Registration Statement No. 333-174314, filed on May 18, 2011, relating to the registration of 5,000,000 Shares under the Registrant’s 2011 Management Incentive Plan; and

Registration Statement No. 333-151059, filed on May 20, 2008, relating to the registration of 4,500,000 Shares under the Registrant’s 2008 Management Incentive Plan.

On January 4, 2022, pursuant to the terms of the Agreement and Plan of Merger, dated as of January 4, 2021, by and among the Registrant, Centene Corporation, a Delaware corporation (“Centene”), and Mayflower Merger Sub, Inc., a Delaware corporation and a wholly owned subsidiary of Centene (“Merger Sub”), Merger Sub merged with and into the Registrant (the “Merger”), with the Registrant surviving the Merger as a direct, wholly owned subsidiary of Centene.
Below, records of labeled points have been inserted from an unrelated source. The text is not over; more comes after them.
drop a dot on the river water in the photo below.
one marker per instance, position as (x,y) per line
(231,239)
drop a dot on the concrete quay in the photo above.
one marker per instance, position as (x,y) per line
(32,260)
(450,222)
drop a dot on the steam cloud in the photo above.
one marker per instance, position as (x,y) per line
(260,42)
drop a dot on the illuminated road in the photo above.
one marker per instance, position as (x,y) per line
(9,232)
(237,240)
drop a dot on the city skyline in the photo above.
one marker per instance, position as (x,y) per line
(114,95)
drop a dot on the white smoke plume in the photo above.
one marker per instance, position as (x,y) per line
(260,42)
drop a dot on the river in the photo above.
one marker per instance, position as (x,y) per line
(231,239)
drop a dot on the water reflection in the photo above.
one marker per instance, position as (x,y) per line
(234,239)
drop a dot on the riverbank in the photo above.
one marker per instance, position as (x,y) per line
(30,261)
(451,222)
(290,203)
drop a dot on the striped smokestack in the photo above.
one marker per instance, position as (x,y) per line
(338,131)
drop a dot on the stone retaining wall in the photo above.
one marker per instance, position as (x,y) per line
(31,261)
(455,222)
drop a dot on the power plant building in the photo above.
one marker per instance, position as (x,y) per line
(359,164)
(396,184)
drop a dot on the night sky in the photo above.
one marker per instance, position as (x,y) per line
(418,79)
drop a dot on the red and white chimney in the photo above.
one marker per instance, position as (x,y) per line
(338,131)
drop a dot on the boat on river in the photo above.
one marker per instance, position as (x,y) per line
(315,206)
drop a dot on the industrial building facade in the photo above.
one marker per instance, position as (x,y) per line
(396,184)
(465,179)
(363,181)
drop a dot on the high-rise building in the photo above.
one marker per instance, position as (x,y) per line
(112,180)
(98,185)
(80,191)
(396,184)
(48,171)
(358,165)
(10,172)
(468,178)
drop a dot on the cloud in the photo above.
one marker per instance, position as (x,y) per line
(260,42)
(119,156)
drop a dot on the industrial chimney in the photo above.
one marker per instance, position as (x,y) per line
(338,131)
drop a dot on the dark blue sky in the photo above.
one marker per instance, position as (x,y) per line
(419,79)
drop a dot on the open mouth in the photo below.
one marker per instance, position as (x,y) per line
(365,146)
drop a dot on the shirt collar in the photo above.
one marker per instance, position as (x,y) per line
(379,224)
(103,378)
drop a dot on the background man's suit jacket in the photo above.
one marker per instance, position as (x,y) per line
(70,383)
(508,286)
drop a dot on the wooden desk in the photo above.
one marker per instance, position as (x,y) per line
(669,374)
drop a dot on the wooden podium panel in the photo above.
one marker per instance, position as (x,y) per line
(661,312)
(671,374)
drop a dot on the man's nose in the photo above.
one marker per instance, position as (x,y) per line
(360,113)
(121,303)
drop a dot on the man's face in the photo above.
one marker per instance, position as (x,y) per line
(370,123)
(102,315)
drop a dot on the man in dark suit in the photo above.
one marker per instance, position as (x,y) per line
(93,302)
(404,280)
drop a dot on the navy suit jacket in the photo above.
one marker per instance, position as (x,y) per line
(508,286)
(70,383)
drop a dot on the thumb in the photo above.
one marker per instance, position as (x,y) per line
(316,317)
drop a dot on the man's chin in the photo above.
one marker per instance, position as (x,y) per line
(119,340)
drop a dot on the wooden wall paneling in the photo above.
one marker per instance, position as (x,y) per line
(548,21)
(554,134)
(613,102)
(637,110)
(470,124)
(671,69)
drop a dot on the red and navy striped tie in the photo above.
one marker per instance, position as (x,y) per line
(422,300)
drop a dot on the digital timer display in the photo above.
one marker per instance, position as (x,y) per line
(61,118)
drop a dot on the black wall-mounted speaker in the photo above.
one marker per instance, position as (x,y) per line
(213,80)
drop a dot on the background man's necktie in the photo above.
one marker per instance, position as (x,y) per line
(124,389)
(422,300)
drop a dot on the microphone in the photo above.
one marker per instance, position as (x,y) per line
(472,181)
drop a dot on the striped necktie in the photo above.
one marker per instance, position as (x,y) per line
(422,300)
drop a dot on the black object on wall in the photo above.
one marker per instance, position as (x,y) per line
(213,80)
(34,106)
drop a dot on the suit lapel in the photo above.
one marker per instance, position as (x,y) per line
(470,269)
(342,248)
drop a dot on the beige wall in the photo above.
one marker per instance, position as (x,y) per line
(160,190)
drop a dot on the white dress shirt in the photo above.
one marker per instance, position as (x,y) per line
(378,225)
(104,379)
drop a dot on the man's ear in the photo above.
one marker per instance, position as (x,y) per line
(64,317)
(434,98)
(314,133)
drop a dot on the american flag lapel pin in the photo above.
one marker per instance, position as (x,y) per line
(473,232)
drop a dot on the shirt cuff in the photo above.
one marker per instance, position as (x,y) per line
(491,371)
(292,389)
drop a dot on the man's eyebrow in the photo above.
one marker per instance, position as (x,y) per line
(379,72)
As a result of the Merger, the Registrant has terminated all offerings and sales pursuant to the Registration Statements. In accordance with an undertaking made by the Registrant in the Registration Statements to remove from registration, by means of a post-effective amendment, any of the securities registered under the Registration Statements that remain unsold at the termination of the offerings, the Registrant hereby removes from registration the Shares registered but remaining unsold under the Registration Statements.

SIGNATURES
 
Pursuant to the requirements of the Securities Act of 1933, as amended, the Registrant certifies that it has reasonable grounds to believe that it meets all of the requirements for filing on Form S-8 and has duly caused these Post-Effective Amendments to the Registration Statements described above to be signed on its behalf by the undersigned, thereunto duly authorized, in the city of St. Louis, State of Missouri, on January 4, 2022.

 
Magellan Health, Inc.
 
 
 
 
By:
/s/ Christopher Koster
 
 
 Name: Christopher Koster
 
 
 Title:  Secretary

Note: No other person is required to sign these Post-Effective Amendments in reliance on Rule 478 of the Securities Act of 1933, as amended.